Впрочем, эльф эльфом, а о нём самом сплетни ходят не лучше – мол, взбесился и убил кучу магов, а потом из тюрьмы бежал, горемычный, потому что крышей поехал.
Каллен слушает эти слухи с благосклонной улыбкой, а потом – опускает руку в латной перчатке на плечо рассказчику. Рука у него большая, перчатка тяжёлая, и в следующий раз рассказчик тысячу раз подумает – а стоит ли подобная история того? Может, ну её?
Хоук рыжая.
И почему-то Каллен не может не смотреть.
__________
Время идёт – теперь-то Каллен не может этого не замечать.

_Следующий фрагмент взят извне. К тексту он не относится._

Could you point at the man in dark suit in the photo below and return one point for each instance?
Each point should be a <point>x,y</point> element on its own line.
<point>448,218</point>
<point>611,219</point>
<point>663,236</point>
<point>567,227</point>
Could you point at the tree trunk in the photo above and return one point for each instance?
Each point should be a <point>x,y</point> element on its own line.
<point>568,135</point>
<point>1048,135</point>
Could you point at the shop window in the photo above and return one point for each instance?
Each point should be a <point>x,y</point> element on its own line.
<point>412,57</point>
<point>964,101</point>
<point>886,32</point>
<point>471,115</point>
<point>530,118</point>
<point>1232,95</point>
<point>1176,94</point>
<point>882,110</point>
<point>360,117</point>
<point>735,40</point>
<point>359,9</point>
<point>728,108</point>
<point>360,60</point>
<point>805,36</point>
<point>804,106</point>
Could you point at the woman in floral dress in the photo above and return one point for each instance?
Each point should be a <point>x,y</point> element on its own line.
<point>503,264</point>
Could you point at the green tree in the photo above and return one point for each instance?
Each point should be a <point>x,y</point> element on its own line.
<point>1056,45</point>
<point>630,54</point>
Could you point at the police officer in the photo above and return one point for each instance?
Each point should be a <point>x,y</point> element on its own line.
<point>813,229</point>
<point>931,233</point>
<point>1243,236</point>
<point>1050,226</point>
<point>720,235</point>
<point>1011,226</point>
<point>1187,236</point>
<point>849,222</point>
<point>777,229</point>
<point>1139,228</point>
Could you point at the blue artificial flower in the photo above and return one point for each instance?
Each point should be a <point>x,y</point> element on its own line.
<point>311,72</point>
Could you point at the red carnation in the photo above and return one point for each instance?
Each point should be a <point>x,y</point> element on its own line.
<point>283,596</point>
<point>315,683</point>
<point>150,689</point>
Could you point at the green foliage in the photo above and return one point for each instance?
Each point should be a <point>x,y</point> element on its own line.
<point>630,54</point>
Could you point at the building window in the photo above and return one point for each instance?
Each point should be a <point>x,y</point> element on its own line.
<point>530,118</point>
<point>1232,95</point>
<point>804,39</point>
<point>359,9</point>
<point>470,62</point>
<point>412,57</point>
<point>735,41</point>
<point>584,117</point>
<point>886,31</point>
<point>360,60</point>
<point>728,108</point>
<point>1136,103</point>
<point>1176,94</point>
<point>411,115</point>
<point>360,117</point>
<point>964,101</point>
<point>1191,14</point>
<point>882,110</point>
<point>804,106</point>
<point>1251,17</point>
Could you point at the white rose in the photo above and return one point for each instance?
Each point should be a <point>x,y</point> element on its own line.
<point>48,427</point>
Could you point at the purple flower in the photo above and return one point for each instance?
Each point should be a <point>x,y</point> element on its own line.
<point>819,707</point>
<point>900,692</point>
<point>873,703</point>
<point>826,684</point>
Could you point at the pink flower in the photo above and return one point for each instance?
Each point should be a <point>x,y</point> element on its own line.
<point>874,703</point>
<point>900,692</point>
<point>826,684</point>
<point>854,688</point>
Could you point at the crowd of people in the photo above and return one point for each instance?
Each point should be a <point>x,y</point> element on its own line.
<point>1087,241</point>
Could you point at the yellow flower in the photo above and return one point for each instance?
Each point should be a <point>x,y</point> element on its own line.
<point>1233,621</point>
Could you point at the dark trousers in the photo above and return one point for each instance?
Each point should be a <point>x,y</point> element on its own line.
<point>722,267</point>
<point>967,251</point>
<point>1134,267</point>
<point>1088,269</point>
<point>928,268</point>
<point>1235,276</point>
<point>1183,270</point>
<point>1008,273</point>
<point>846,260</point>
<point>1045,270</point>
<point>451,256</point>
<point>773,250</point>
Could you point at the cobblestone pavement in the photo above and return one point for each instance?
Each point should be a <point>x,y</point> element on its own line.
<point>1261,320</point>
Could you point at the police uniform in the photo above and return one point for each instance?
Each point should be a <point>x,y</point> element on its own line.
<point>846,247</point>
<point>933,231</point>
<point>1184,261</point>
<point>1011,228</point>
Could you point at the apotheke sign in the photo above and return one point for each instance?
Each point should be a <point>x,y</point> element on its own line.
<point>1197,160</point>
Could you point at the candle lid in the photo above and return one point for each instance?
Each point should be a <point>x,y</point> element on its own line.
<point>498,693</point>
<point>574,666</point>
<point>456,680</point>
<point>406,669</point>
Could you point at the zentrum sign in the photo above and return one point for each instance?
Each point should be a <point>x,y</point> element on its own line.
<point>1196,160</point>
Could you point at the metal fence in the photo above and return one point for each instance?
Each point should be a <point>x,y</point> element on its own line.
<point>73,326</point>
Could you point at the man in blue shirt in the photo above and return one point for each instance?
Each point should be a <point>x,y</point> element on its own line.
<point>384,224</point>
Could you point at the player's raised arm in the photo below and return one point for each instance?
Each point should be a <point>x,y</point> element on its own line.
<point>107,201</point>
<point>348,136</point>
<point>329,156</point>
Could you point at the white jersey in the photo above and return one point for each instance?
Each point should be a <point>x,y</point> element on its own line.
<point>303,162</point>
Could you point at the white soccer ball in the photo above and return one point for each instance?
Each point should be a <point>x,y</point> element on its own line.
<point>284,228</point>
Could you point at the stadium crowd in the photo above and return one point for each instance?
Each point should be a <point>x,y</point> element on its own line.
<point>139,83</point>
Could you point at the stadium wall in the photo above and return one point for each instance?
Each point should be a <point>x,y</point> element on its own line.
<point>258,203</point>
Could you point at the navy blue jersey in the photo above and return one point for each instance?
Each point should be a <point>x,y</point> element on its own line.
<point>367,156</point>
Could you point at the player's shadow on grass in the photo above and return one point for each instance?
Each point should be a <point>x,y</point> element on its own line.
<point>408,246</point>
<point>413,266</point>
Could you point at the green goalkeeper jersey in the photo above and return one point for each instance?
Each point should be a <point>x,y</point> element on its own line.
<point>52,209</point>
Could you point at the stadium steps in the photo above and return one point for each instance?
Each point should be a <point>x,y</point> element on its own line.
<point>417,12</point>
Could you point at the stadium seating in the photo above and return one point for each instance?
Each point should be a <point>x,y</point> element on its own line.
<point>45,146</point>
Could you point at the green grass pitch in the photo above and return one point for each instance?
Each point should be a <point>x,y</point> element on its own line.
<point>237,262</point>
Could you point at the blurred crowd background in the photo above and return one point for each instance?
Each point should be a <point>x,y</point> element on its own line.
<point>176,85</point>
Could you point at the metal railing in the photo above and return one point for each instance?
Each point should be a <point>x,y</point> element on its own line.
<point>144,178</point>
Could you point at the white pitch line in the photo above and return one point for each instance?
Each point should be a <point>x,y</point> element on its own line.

Многие поговаривают, что у Мередит едет крыша, и она действительно едет, потому что такая импонирующая Каллену рыцарь-командор объявляет Право Уничтожения, потому что Хоук остаётся на стороне магов, потому что Каллен – так ненавидящий их, собравший себя по кусочкам уставший Каллен встаёт на их сторону.
Нельзя убивать то, чего ты не понимаешь.
Нельзя уничтожать то, чего ты боишься.
Ты виноват в своём страхе – так почему отдуваться должны другие?
«Спасибо», произнёсенное Хоук с искренней признательностью, греет.
Но он никогда не сделала бы подобного просто ради кого-то.
***
Когда мир, и без того висящий на волоске, неуклонно катится к логичному концу, Каллен присоединяется к Инквизиции. Он оставляет Орден без сожалений, он берёт на себя командование войсками, он почти в порядке – а значит, он будет сражаться до последнего.
Инквизиция без Инквизитора – это не слишком смешная шутка.
Остроухий рыжий Инквизитор-женщина – это слишком даже для него.
Впрочем, мир висит на волоске – и почему же экс-храмовнику, а ныне Командору не должно быть всё равно, кто будет его спасать?
***
Серьёзно, у Каллена есть просто невероятная способность – он всегда оказывается в нужном месте в нужное время.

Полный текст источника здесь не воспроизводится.